Platelets play a central role in maintaining vascular integrity and facilitating hemostasis. Platelet parameters serve as important indicators of megakaryocyte activity, platelet activation, functional status, and lifespan in circulation. These parameters are closely associated with disease severity, progression, and treatment efficacy in ITP (4). The pathogenesis of ITP is multifactorial, involving both humoral and cellular immune dysregulation. Recent studies have highlighted the role of abnormal T cell-mediated immunity, particularly the imbalance in T lymphocyte subsets and cytokine profiles, in the development of chronic and refractory ITP (5). P-glycoprotein (P-gp), a transmembrane transport protein encoded by human multidrug resistance gene 1, transports drugs from intracellular to extracellular through active transport. Overexpression of P-gp reduces intracellular drug accumulation and diminishes therapeutic efficacy, contributing to treatment resistance in several diseases (6, 7). Additionally, immunoglobulin levels reflect the status of humoral immunity, while the complement system plays a critical role in immune regulation, including macrophage activation, classical pathway initiation, and membrane attack complex formation (8, 9).

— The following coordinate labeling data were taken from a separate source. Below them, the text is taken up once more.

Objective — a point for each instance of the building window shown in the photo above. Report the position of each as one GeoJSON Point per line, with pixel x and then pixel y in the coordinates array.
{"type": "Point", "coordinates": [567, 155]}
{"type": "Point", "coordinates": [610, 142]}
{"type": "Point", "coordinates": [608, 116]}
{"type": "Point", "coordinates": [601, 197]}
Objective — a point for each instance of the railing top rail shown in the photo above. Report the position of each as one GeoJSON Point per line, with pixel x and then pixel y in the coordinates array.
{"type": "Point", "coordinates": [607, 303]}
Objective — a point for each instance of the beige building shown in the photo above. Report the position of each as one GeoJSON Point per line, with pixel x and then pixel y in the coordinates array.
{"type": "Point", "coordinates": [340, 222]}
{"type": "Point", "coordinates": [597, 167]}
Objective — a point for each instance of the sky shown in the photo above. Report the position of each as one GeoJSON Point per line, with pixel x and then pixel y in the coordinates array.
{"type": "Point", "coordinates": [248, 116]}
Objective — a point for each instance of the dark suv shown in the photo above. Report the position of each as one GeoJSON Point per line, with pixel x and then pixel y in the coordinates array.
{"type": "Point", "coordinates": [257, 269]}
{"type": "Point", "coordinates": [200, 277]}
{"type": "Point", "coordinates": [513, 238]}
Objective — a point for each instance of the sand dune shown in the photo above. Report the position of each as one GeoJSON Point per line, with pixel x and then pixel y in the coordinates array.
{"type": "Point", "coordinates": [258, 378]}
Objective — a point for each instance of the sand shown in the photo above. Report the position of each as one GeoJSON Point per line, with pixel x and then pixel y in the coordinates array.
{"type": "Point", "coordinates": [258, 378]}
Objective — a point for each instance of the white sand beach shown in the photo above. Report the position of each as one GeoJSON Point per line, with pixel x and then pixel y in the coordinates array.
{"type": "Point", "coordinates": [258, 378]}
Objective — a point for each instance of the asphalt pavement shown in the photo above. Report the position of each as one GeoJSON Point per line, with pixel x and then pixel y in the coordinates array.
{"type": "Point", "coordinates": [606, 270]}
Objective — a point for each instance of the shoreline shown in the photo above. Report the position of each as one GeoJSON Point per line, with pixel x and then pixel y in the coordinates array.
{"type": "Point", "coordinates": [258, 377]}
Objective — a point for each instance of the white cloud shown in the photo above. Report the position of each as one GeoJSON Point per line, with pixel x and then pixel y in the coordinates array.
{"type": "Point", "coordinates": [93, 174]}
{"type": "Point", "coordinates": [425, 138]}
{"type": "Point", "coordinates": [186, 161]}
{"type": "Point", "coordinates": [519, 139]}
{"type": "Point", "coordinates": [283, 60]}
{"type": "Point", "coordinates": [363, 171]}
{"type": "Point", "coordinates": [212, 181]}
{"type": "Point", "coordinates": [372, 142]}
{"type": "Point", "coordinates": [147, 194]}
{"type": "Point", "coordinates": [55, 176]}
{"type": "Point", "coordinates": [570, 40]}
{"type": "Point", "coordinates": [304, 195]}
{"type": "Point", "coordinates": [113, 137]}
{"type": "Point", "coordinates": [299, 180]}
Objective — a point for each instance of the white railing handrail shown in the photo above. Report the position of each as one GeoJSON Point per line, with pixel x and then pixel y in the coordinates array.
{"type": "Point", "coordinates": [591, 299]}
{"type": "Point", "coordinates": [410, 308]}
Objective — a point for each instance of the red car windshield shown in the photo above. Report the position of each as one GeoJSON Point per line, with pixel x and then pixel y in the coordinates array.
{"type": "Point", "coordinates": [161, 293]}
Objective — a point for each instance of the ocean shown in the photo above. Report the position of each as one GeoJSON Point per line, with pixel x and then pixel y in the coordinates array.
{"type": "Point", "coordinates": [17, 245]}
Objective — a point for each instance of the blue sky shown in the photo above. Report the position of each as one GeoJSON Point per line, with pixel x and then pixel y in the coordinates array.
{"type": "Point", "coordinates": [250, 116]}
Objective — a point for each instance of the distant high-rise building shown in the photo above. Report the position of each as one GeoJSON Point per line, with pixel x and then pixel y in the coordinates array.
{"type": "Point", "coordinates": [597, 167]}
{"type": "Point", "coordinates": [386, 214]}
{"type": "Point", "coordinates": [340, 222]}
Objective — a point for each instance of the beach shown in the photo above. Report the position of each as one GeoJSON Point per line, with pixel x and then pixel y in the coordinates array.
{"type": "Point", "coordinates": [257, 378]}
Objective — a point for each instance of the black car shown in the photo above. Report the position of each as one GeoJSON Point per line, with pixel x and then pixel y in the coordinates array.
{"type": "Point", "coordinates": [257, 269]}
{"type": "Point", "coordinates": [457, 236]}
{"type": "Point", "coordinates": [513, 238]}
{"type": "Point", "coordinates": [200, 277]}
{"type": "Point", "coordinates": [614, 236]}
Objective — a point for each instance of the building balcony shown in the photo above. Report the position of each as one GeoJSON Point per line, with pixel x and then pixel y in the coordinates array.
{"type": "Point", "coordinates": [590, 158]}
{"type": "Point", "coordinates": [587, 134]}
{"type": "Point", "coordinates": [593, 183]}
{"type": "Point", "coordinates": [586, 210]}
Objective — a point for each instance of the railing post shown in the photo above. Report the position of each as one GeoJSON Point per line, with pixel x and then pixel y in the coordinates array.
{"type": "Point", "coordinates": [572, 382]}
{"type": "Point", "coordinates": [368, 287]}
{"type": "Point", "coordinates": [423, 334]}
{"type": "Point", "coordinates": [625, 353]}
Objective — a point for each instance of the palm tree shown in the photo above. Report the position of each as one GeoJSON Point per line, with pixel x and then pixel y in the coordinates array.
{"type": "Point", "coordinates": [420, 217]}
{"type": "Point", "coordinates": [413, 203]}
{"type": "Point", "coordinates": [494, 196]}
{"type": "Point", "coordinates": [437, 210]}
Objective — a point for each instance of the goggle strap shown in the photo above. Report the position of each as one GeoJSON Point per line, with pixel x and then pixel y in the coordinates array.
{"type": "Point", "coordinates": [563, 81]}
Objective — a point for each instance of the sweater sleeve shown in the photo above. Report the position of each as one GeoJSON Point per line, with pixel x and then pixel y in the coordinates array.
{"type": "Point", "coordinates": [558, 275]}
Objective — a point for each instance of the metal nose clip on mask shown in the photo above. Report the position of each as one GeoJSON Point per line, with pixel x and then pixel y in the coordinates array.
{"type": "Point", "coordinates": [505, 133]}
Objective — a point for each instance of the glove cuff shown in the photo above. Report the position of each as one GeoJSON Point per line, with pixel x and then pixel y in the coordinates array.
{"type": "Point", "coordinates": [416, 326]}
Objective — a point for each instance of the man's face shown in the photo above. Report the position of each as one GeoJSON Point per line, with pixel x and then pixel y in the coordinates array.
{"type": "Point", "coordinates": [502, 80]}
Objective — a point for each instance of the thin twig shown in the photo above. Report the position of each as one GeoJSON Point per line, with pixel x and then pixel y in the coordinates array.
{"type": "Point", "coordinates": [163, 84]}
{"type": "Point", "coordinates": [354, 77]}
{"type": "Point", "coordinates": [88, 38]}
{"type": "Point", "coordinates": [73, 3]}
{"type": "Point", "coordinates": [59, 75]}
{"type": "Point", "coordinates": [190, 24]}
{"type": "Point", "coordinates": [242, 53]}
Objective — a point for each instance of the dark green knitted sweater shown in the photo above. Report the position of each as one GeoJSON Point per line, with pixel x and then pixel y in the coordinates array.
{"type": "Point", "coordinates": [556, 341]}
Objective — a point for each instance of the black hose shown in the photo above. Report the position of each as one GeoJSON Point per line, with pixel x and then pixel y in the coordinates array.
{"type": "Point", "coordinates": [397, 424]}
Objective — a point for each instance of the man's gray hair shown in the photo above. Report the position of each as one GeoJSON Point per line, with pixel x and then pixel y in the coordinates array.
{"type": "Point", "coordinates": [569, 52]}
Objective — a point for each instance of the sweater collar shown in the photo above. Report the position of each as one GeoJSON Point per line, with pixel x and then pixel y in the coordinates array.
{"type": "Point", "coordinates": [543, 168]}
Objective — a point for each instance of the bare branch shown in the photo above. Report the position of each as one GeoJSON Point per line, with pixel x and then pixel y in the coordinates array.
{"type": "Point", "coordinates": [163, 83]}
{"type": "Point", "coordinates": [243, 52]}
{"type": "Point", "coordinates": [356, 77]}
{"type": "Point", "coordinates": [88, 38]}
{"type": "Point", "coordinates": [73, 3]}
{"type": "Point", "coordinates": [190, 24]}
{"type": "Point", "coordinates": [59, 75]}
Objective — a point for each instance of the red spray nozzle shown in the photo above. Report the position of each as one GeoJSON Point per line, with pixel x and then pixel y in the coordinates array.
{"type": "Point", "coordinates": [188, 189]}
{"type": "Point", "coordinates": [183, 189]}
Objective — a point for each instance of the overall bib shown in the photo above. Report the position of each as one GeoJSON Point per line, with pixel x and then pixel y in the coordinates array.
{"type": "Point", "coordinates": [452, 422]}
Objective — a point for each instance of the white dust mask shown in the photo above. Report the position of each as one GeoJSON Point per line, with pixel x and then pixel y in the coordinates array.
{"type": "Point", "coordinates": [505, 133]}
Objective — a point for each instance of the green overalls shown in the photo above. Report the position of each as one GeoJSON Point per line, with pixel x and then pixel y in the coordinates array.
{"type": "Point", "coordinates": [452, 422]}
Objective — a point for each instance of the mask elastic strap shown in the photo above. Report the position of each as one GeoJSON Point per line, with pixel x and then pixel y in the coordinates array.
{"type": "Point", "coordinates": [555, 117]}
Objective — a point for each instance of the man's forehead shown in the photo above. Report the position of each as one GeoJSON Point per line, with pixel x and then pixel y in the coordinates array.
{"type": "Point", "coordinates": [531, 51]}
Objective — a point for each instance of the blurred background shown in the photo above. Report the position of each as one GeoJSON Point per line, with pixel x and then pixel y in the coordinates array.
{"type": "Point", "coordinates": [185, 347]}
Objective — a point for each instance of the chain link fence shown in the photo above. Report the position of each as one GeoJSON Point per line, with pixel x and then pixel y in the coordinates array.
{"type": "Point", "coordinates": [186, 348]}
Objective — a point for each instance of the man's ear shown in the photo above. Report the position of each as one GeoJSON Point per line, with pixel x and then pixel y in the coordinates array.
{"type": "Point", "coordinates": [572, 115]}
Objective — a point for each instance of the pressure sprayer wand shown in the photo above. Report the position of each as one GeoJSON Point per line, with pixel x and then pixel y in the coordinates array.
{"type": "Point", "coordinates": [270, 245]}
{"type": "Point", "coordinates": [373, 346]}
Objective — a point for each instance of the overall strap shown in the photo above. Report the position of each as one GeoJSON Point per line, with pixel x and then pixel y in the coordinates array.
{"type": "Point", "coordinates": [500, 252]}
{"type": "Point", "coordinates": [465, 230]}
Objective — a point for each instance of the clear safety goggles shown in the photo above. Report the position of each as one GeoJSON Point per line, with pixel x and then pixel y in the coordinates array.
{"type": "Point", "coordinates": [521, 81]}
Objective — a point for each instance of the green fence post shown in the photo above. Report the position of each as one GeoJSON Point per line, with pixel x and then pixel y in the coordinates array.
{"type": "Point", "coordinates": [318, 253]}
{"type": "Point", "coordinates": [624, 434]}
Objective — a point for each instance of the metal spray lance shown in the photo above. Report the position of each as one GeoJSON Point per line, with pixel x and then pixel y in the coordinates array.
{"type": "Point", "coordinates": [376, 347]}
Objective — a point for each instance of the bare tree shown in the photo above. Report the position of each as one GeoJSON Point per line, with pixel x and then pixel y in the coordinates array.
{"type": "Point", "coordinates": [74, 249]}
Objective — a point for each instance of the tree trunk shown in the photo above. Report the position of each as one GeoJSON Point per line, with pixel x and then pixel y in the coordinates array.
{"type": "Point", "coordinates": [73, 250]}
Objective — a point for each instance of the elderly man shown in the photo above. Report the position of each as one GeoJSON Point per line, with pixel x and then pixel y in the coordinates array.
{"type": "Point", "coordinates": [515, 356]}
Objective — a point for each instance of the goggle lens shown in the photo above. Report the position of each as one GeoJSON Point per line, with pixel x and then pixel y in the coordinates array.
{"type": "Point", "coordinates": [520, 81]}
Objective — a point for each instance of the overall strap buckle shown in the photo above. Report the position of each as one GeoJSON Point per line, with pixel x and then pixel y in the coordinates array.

Some studies suggest that the levels of the above factors are associated with disease severity and prognosis in ITP. Although numerous studies have attempted to identify biomarkers predictive of treatment response, conclusive evidence remains limited. In this study, we aim to investigate the predictive value of platelet indices, P-gp, T lymphocyte subsets, immunoglobulins, and complement levels in children receiving different first-line therapies. The goal is to provide early, objective indicators to guide individualized treatment strategies, reduce ineffective therapy and complications, and enhance understanding of ITP pathophysiology to inform future therapeutic approaches.
2 Methods
2.1 Study population
This study included 140 pediatric patients diagnosed with ITP who were the Department of Pediatrics, the First Affiliated Hospital of Shihezi University from June 2022 to December 2024. All cases were observed for 6 months to determine efficacy. Inclusion criteria were based on established diagnostic guidelines (2): (1) Platelet count <100 × 109/L confirmed on at least two separate occasions, with no significant morphological abnormalities observed in peripheral blood smear microscopy; (2) Absence of splenomegaly on physical examination; (3) Bone marrow cytology tests indicating increased on megakaryocytes or normal megakaryocytes with maturation disorders. Exclusion criteria: (1) Secondary thrombocytopenia; (2) Use of medications known to affect platelet counts; (3) Patients with severe infection, other autoimmune diseases, or malignant tumors during the study period; (4) Those who refused to participate or withdrew from the study. Ethical approval for this study was obtained from the institutional ethics Review board (Ethics approval number: KJ2024-257-01).
2.2 Treatment options
For patients with platelet counts between 10 and 50 × 109/L, active bleeding without emergency treatment, bleeding risk and parents' need for medication, GC treatment was agreed after bone marrow aspiration examination and fully communicated with parents. Treatment regimen: oral prednisone tablets daily: 1–2 mg/(kg·d), the maximum dose was 60 mg daily, used for 7–14 days when the condition was stable, and the drug was stopped. The total course of treatment was less than 6 weeks.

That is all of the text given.